O verbo e a carne
Luciano Palm
Luciano Palm
No princípio, toda energia se concentrava no espaço diminuto da ponta de uma agulha. O êxtase da explosão inicial nos fez maiores do que qualquer imaginário miserável pudesse captar, a expansão do universo é a contradição cruel da pequenez do ser aprisionado ao corpo que só consegue se desvendar na incompletude do discurso. Toda palavra, concebida na limitação inconstante da linguagem, é tão mais complexa e limitada do que a simplicidade e plenitude daquilo que se sente.
Complicamos excessiva- e desnecessariamente as maravilhas da alma, porque somos prisioneiros rendidos pelas delícias do corpo. O que se sente não tem forma, nem cor, nem cheiro, vive na plenitude do inaudito. Estamos fadados à incompletude, mas nossas expectativas não se cansam de planar sobre novos horizontes (possíveis ou impossíveis), como flechas selvagens e indomáveis que se recusam a se resumir as limitações do corpo e nem as extravagâncias da alma. Por que falar, se o grito e o silêncio são o eco de toda possibilidade do ser. Quero gritar em meio ao silêncio de tudo aquilo que ainda não vivemos. Quero ousar novos passos, arriscar novos caminhos e desafiar constantes tropeços, pois, quero viver como quem dança e não morrer como quem rasteja. De que me interessa toda lógica, quando o absurdo se configurou, desde a muito, em regra universal. Bobagens vãs, murmuradas em bocas infantis, lógica e absurdo não são dois lados distintos de uma mesma moeda, senão que são a própria moeda, o valor de troca e de consumo dos êxtases e frustrações dos seres cotidianos.
O discurso racional é camaleão das inconstâncias das volições existenciais, tradução infiel do querer. Limito-me a escrever o que a pouco senti (e não vivi), desperdiçando palavreado covarde e preguiçoso.

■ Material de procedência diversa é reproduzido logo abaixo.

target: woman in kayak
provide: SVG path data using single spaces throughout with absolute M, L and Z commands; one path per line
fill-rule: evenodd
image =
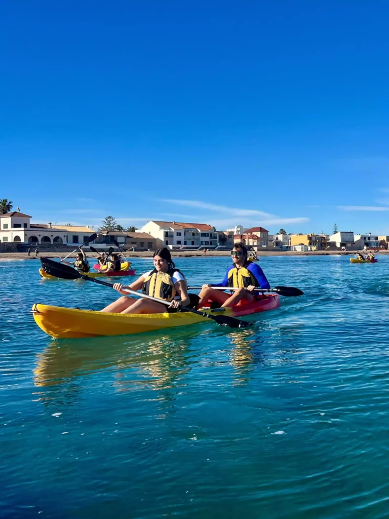
M 222 307 L 233 306 L 240 301 L 251 303 L 254 300 L 253 291 L 256 287 L 270 289 L 270 285 L 261 267 L 247 260 L 247 250 L 243 243 L 235 243 L 231 251 L 232 265 L 229 267 L 221 283 L 203 285 L 199 294 L 199 307 L 205 305 L 209 299 L 220 305 Z M 238 288 L 232 294 L 215 290 L 213 286 Z
M 62 263 L 64 263 L 65 265 L 68 265 L 71 267 L 74 267 L 78 272 L 89 272 L 90 270 L 88 258 L 81 247 L 80 247 L 80 252 L 77 252 L 76 254 L 75 261 L 63 261 Z
M 165 247 L 159 249 L 153 255 L 154 268 L 145 272 L 127 286 L 115 283 L 114 288 L 123 296 L 103 308 L 102 312 L 118 313 L 163 313 L 176 312 L 181 307 L 188 306 L 190 300 L 184 275 L 175 268 L 170 252 Z M 126 296 L 123 289 L 138 290 L 144 294 L 169 302 L 166 307 L 160 303 L 147 299 L 134 299 Z
M 104 269 L 104 272 L 118 272 L 120 270 L 121 265 L 120 265 L 120 260 L 119 255 L 116 252 L 112 253 L 107 260 L 107 263 L 106 263 L 107 269 L 106 270 Z

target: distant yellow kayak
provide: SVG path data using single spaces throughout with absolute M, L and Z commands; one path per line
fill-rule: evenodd
M 377 263 L 378 260 L 357 260 L 356 258 L 350 258 L 350 261 L 352 263 Z

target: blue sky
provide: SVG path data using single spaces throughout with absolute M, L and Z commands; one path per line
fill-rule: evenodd
M 389 232 L 387 2 L 1 9 L 0 198 L 34 221 Z

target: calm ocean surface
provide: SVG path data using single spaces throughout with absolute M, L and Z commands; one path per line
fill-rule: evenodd
M 261 258 L 305 295 L 250 329 L 60 341 L 34 303 L 116 293 L 0 262 L 0 516 L 387 518 L 389 257 L 349 257 Z M 230 263 L 176 264 L 198 285 Z

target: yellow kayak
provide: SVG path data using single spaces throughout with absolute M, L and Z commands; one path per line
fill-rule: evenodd
M 104 266 L 105 267 L 105 266 Z M 104 271 L 104 269 L 99 270 L 99 272 L 83 272 L 82 274 L 84 276 L 87 276 L 88 278 L 118 278 L 126 276 L 135 276 L 135 270 L 133 269 L 129 270 L 129 264 L 127 262 L 121 264 L 121 268 L 117 272 L 110 272 L 108 275 Z M 106 267 L 105 267 L 106 269 Z M 58 279 L 58 278 L 54 276 L 50 276 L 45 272 L 43 268 L 39 269 L 39 274 L 43 278 L 46 279 Z
M 223 315 L 240 317 L 273 310 L 280 306 L 276 294 L 254 303 L 227 308 Z M 220 315 L 220 310 L 207 311 Z M 176 313 L 108 313 L 89 310 L 77 310 L 36 303 L 32 312 L 35 322 L 44 332 L 56 339 L 126 335 L 154 330 L 187 326 L 209 321 L 202 316 L 189 312 Z
M 357 260 L 356 258 L 350 258 L 350 261 L 352 263 L 377 263 L 378 260 Z

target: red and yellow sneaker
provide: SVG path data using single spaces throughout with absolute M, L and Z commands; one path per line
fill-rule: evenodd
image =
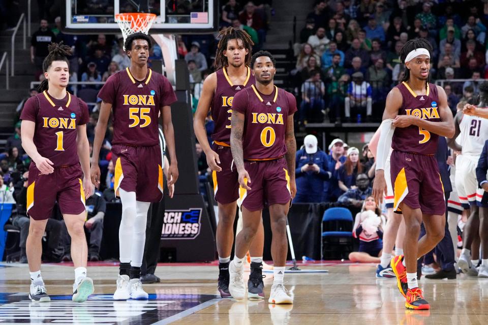
M 430 305 L 423 299 L 423 293 L 420 288 L 407 290 L 405 307 L 414 310 L 428 310 L 431 308 Z
M 407 283 L 407 268 L 403 265 L 404 256 L 399 255 L 391 258 L 390 265 L 396 276 L 396 285 L 403 297 L 407 298 L 408 284 Z

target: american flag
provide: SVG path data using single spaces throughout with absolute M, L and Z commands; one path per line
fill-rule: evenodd
M 190 14 L 190 22 L 192 24 L 206 24 L 208 23 L 208 13 L 192 12 Z

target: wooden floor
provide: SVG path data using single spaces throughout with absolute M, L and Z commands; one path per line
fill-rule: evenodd
M 326 273 L 286 273 L 285 285 L 293 305 L 266 301 L 237 302 L 217 296 L 217 267 L 176 265 L 158 266 L 162 283 L 145 285 L 149 301 L 114 302 L 118 268 L 91 264 L 95 295 L 85 303 L 70 300 L 74 274 L 66 264 L 43 266 L 42 276 L 51 303 L 30 302 L 26 265 L 0 267 L 0 325 L 19 322 L 63 324 L 405 324 L 488 323 L 488 279 L 458 276 L 454 280 L 420 281 L 431 310 L 408 311 L 394 279 L 377 280 L 375 266 L 338 262 L 300 266 Z M 265 273 L 266 274 L 266 273 Z M 266 297 L 272 282 L 264 279 Z

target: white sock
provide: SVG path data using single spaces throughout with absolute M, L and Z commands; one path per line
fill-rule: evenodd
M 122 220 L 118 229 L 118 248 L 121 263 L 130 263 L 132 237 L 136 220 L 136 192 L 118 189 L 122 202 Z
M 390 264 L 390 261 L 391 259 L 391 254 L 388 253 L 382 253 L 380 265 L 382 268 L 385 268 L 388 267 Z
M 230 262 L 230 255 L 229 255 L 226 257 L 221 257 L 219 256 L 219 263 L 221 264 L 225 264 L 225 263 L 228 263 Z
M 80 267 L 79 268 L 76 268 L 75 269 L 75 281 L 78 279 L 80 277 L 85 278 L 86 277 L 86 268 L 83 268 L 83 267 Z
M 251 263 L 259 263 L 260 264 L 263 263 L 263 256 L 260 256 L 258 257 L 251 257 Z
M 408 288 L 412 289 L 414 288 L 418 287 L 418 283 L 417 282 L 417 273 L 407 273 L 407 281 L 408 284 Z
M 149 202 L 136 201 L 136 220 L 132 235 L 132 251 L 131 252 L 131 266 L 137 268 L 142 265 L 144 245 L 146 243 L 146 224 Z
M 466 257 L 469 257 L 471 256 L 471 251 L 467 248 L 463 248 L 461 250 L 461 255 Z
M 275 266 L 273 268 L 273 284 L 283 284 L 283 277 L 285 276 L 284 266 Z
M 30 275 L 30 281 L 35 283 L 44 283 L 44 281 L 42 280 L 42 277 L 41 276 L 41 270 L 36 271 L 34 272 L 29 272 Z
M 245 259 L 245 255 L 242 258 L 239 258 L 235 255 L 234 255 L 234 259 L 232 259 L 232 261 L 234 263 L 234 266 L 235 266 L 235 268 L 237 269 L 237 271 L 241 271 L 242 270 L 242 268 L 244 267 L 244 261 Z

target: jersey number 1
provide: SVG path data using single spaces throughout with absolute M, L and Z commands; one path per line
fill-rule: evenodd
M 418 134 L 421 136 L 423 136 L 423 139 L 418 142 L 420 144 L 425 143 L 431 140 L 431 133 L 427 130 L 422 128 L 420 126 L 418 127 Z

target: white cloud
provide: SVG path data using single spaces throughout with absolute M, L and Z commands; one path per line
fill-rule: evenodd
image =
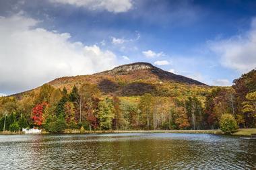
M 230 86 L 232 85 L 228 79 L 217 79 L 212 82 L 213 85 Z
M 122 56 L 122 57 L 125 60 L 130 60 L 130 58 L 129 58 L 129 57 L 127 56 Z
M 116 38 L 114 36 L 111 37 L 111 42 L 113 44 L 122 44 L 125 42 L 135 42 L 139 40 L 140 38 L 140 34 L 139 32 L 136 32 L 137 36 L 135 38 L 131 38 L 131 39 L 125 39 L 123 38 Z
M 220 56 L 224 67 L 247 72 L 256 66 L 256 18 L 253 19 L 251 30 L 243 35 L 209 42 L 210 48 Z
M 102 40 L 100 43 L 102 46 L 104 46 L 106 45 L 105 40 Z
M 143 51 L 142 52 L 142 54 L 145 56 L 146 56 L 146 57 L 148 57 L 148 58 L 154 58 L 154 57 L 156 57 L 156 56 L 164 56 L 164 52 L 158 52 L 158 53 L 156 53 L 156 52 L 154 52 L 154 51 L 152 51 L 152 50 L 147 50 L 147 51 Z
M 132 0 L 49 0 L 52 3 L 83 7 L 90 10 L 104 9 L 110 12 L 126 12 L 133 7 Z
M 170 62 L 168 60 L 157 60 L 154 62 L 154 65 L 158 66 L 164 66 L 170 65 Z
M 173 69 L 170 69 L 170 70 L 168 70 L 168 71 L 175 74 L 175 70 Z
M 191 74 L 186 75 L 185 76 L 201 82 L 204 81 L 204 79 L 200 73 L 193 73 Z
M 112 44 L 121 44 L 125 43 L 125 42 L 127 42 L 127 40 L 124 38 L 117 38 L 115 37 L 112 37 Z
M 36 28 L 20 15 L 0 17 L 0 89 L 27 90 L 62 76 L 85 75 L 116 65 L 116 56 L 98 46 L 69 41 L 71 35 Z

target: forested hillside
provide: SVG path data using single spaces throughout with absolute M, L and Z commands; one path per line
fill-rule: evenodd
M 212 129 L 224 114 L 255 127 L 255 70 L 221 87 L 134 63 L 0 97 L 0 130 Z

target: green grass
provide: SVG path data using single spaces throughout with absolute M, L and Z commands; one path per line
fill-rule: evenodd
M 233 135 L 251 136 L 251 134 L 256 134 L 256 128 L 244 128 L 238 129 Z

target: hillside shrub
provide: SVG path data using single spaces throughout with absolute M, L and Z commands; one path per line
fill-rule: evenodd
M 18 132 L 20 130 L 19 124 L 17 122 L 15 122 L 10 125 L 9 128 L 11 132 Z
M 220 129 L 226 133 L 231 133 L 238 128 L 234 116 L 230 114 L 223 114 L 220 121 Z

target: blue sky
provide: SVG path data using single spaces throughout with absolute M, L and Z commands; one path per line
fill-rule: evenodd
M 238 0 L 0 1 L 0 94 L 139 61 L 231 85 L 256 66 L 255 9 Z

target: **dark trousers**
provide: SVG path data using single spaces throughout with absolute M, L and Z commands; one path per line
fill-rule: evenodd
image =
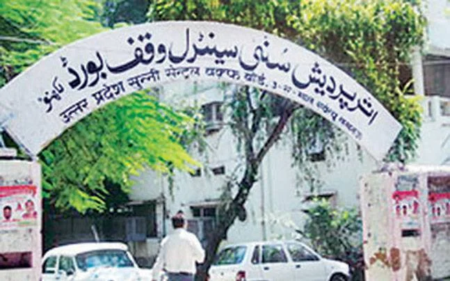
M 194 275 L 190 273 L 167 273 L 168 281 L 193 281 Z

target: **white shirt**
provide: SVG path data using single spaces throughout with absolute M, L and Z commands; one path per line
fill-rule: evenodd
M 172 273 L 195 273 L 195 262 L 203 262 L 204 250 L 193 234 L 184 228 L 177 228 L 161 243 L 159 254 L 153 266 L 153 279 L 157 280 L 165 268 Z

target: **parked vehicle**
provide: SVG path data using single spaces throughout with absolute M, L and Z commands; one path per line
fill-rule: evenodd
M 145 281 L 152 271 L 140 268 L 122 243 L 80 243 L 54 248 L 42 259 L 42 281 Z
M 348 265 L 321 257 L 296 241 L 227 246 L 209 270 L 210 281 L 346 281 Z

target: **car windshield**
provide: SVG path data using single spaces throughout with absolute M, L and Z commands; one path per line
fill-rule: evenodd
M 121 250 L 94 250 L 75 256 L 77 265 L 82 271 L 93 267 L 132 267 L 133 262 L 127 252 Z
M 246 255 L 246 246 L 236 246 L 223 249 L 219 252 L 214 264 L 240 264 Z

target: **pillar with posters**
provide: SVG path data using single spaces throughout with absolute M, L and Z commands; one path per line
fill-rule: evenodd
M 0 280 L 40 278 L 40 166 L 0 160 Z

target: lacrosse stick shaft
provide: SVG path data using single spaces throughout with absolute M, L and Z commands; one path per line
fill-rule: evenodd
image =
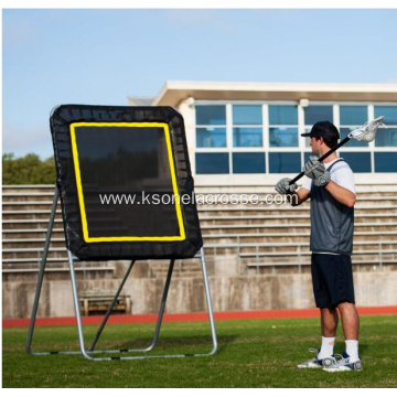
M 340 147 L 344 146 L 346 142 L 348 142 L 351 140 L 351 138 L 348 138 L 348 136 L 343 139 L 342 141 L 340 141 L 334 148 L 332 148 L 331 150 L 329 150 L 325 154 L 323 154 L 319 161 L 323 161 L 325 160 L 329 155 L 331 155 L 334 151 L 336 151 Z M 304 176 L 304 172 L 302 171 L 300 174 L 298 174 L 293 180 L 291 180 L 289 182 L 289 184 L 291 185 L 292 183 L 296 183 L 298 180 L 300 180 L 302 176 Z

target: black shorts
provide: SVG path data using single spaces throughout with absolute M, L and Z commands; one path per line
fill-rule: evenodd
M 312 254 L 311 270 L 318 308 L 335 308 L 341 302 L 355 303 L 348 255 Z

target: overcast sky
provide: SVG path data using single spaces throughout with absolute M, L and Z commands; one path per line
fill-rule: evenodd
M 397 83 L 397 10 L 2 10 L 3 152 L 52 155 L 51 109 L 167 81 Z

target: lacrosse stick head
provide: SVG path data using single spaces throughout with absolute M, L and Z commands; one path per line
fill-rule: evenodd
M 367 121 L 364 126 L 361 126 L 348 133 L 348 138 L 362 140 L 365 142 L 372 142 L 375 139 L 377 129 L 386 126 L 382 122 L 385 116 L 380 116 L 374 120 Z

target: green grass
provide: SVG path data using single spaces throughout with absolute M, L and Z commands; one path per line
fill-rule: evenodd
M 86 341 L 96 332 L 85 326 Z M 149 345 L 153 324 L 107 325 L 98 348 Z M 216 323 L 219 350 L 210 357 L 92 362 L 82 355 L 28 355 L 26 329 L 3 329 L 3 387 L 396 387 L 397 316 L 362 316 L 363 372 L 297 369 L 318 347 L 319 320 L 246 320 Z M 164 323 L 155 354 L 206 353 L 207 323 Z M 344 347 L 342 333 L 335 352 Z M 75 326 L 35 329 L 33 350 L 76 350 Z

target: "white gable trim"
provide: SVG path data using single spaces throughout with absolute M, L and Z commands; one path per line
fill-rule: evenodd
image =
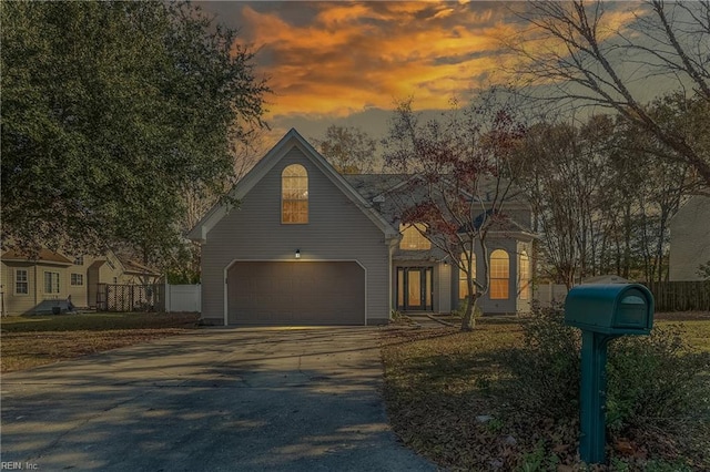
M 278 143 L 240 181 L 230 192 L 236 199 L 244 196 L 278 163 L 292 147 L 297 147 L 318 170 L 326 175 L 384 234 L 385 239 L 398 238 L 399 232 L 359 195 L 306 140 L 291 129 Z M 195 225 L 187 237 L 204 243 L 210 230 L 229 213 L 224 204 L 217 204 Z

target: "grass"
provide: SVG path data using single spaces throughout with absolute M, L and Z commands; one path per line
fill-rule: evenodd
M 0 371 L 181 335 L 197 325 L 195 314 L 80 314 L 2 318 Z
M 710 352 L 710 317 L 658 318 L 657 326 L 682 321 L 688 343 Z M 467 334 L 456 328 L 385 330 L 385 399 L 402 441 L 453 471 L 584 470 L 575 458 L 577 423 L 542 424 L 529 418 L 510 418 L 494 396 L 491 386 L 501 374 L 501 353 L 521 342 L 521 325 L 515 320 L 481 318 L 476 330 Z M 710 427 L 701 425 L 693 440 L 710 444 Z M 547 455 L 549 450 L 556 456 Z M 561 465 L 558 456 L 576 465 Z M 680 470 L 673 466 L 674 459 L 660 462 L 658 470 Z M 615 460 L 616 468 L 597 470 L 629 470 Z M 708 459 L 692 460 L 698 470 L 710 469 Z

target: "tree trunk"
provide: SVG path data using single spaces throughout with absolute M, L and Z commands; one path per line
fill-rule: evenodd
M 476 327 L 476 318 L 474 314 L 476 312 L 476 301 L 478 300 L 479 295 L 474 294 L 473 284 L 470 284 L 468 297 L 466 297 L 466 312 L 464 314 L 464 318 L 462 319 L 462 331 L 473 331 Z

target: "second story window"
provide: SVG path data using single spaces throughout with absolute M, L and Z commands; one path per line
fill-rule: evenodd
M 308 173 L 300 164 L 281 173 L 281 223 L 308 223 Z
M 432 248 L 432 242 L 425 238 L 422 233 L 426 230 L 426 225 L 415 223 L 413 225 L 399 225 L 402 240 L 399 249 L 404 250 L 425 250 Z
M 520 290 L 519 297 L 521 300 L 530 299 L 530 257 L 525 250 L 520 253 L 520 263 L 518 264 L 518 289 Z
M 30 283 L 27 269 L 14 269 L 14 295 L 28 295 Z
M 59 294 L 59 273 L 44 273 L 44 293 Z
M 496 249 L 490 254 L 490 299 L 507 300 L 510 279 L 510 258 L 508 253 Z

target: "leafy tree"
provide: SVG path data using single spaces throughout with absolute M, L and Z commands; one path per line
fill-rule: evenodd
M 627 28 L 615 25 L 620 6 L 632 19 Z M 710 187 L 710 147 L 702 137 L 710 127 L 710 1 L 546 0 L 528 2 L 521 17 L 535 27 L 532 37 L 511 44 L 524 59 L 521 78 L 558 104 L 615 110 L 670 150 L 663 158 L 687 164 Z M 659 81 L 697 111 L 674 125 L 659 121 L 640 99 Z
M 221 195 L 263 125 L 253 53 L 189 3 L 0 9 L 2 245 L 165 257 L 183 195 Z
M 357 126 L 331 125 L 323 140 L 316 140 L 321 154 L 341 174 L 367 174 L 375 162 L 375 140 Z
M 390 195 L 402 224 L 415 227 L 466 275 L 464 331 L 474 328 L 477 301 L 489 289 L 486 237 L 507 219 L 511 155 L 525 132 L 513 107 L 494 100 L 427 122 L 419 121 L 412 101 L 402 102 L 385 140 L 386 168 L 414 173 Z M 477 247 L 483 273 L 474 266 Z

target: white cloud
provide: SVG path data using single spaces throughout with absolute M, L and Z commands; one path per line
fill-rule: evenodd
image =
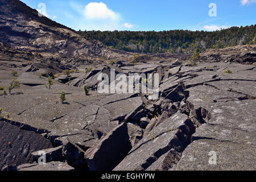
M 125 23 L 125 24 L 123 24 L 123 26 L 127 28 L 131 28 L 134 27 L 134 24 L 132 24 L 129 23 Z
M 109 9 L 102 2 L 90 2 L 85 6 L 85 16 L 89 19 L 111 19 L 117 20 L 120 16 Z
M 131 28 L 135 26 L 125 23 L 120 14 L 109 9 L 102 2 L 90 2 L 84 5 L 71 1 L 69 5 L 80 15 L 76 18 L 67 17 L 72 19 L 69 26 L 74 30 L 113 31 Z
M 240 2 L 242 6 L 245 6 L 246 5 L 249 5 L 250 4 L 256 3 L 256 0 L 241 0 Z
M 211 25 L 205 25 L 204 26 L 204 29 L 206 31 L 216 31 L 216 30 L 220 30 L 221 29 L 226 29 L 230 27 L 227 27 L 225 26 L 218 26 L 216 24 L 211 24 Z

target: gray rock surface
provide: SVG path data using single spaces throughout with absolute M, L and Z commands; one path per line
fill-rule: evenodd
M 32 152 L 52 146 L 41 135 L 3 121 L 0 121 L 0 168 L 6 165 L 32 163 Z
M 85 154 L 92 171 L 110 170 L 118 164 L 131 148 L 127 124 L 117 126 Z
M 75 169 L 65 163 L 51 162 L 46 164 L 24 164 L 17 167 L 18 171 L 74 171 Z

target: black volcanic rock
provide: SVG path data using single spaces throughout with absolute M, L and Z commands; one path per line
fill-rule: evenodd
M 88 40 L 72 29 L 40 17 L 36 10 L 18 0 L 0 3 L 0 39 L 17 50 L 68 57 L 116 57 L 119 55 L 96 40 Z

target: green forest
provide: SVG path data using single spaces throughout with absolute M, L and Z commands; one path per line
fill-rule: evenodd
M 106 46 L 138 53 L 191 53 L 209 48 L 256 44 L 256 24 L 219 31 L 84 31 L 77 33 Z

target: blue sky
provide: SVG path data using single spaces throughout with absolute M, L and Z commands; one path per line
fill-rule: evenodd
M 214 31 L 256 24 L 256 0 L 22 1 L 76 30 Z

Mas a palavra é tudo o que temos, somos e podemos ser. As Sagradas Escrituras se equivocaram, o verbo não se fez carne, nós somos o verbo... o corpo (a carne) é apenas o veículo, a prisão, a fortaleza, a muralha, o santuário, o refúgio, o abrigo. Mas a estranha reciprocidade entre o verbo e a carne, confunde suas coxas, os dois se enroscam de maneira tal que é impossível distinguir um do outro. São cúmplices de suas angústias e êxtases, de suas aventuras e desventuras.